Member of the West Virginia House of Representatives from the 44th district
- In office December 1, 2022 – July 2, 2024
- Preceded by: Caleb Hanna (redistricted)
- Succeeded by: Bill Roop

Personal details
- Born: Todd Andrew Kirby 1984 (age 41–42) Beckley, West Virginia, U.S.
- Party: Republican
- Spouse: Beth Kirby
- Children: 2
- Education: Marshall University (BA) Liberty University (JD)

= Todd Kirby =

American politician

Todd Andrew Kirby (born 1984) is a judge of the Raleigh County Circuit Court in West Virginia.

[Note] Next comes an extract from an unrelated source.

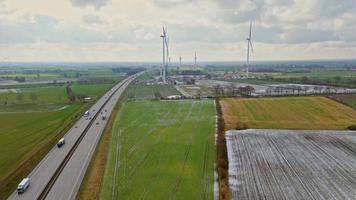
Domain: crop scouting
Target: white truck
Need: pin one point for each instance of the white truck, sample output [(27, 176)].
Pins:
[(86, 114), (61, 142), (24, 184)]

He was sworn in on July 23, 2024, beginning his term on July 24, 2024. He previously served as a member of the West Virginia House of Delegates from the 44th district.

==Biography==
Kirby was born in Beckley, West Virginia to parents Beverly and Stephen Kirby. He graduated from Liberty High School in 2003 and Marshall University in 2007. He practiced family law and personal injury law after graduating with a JD degree from Liberty University School of Law. Kirby was elected to the West Virginia House of Delegates on November 8, 2022, and assumed office on December 1, 2022. Kirby announced in November, 2023, that he would no longer be seeking reelection to the House of Delegates, but would instead be running for Circuit Court Judge in West Virginia's 14th Circuit. He ran unopposed for the seat previously held by Judge Robert Burnside and was originally set to take office in January 2025. In July 2024, Kirby resigned from the West Virginia House after governor Jim Justice appointed him to the position for which he successfully won due to Judge Burnside’s early retirement. Kirby is married to a teacher, and they have two children together.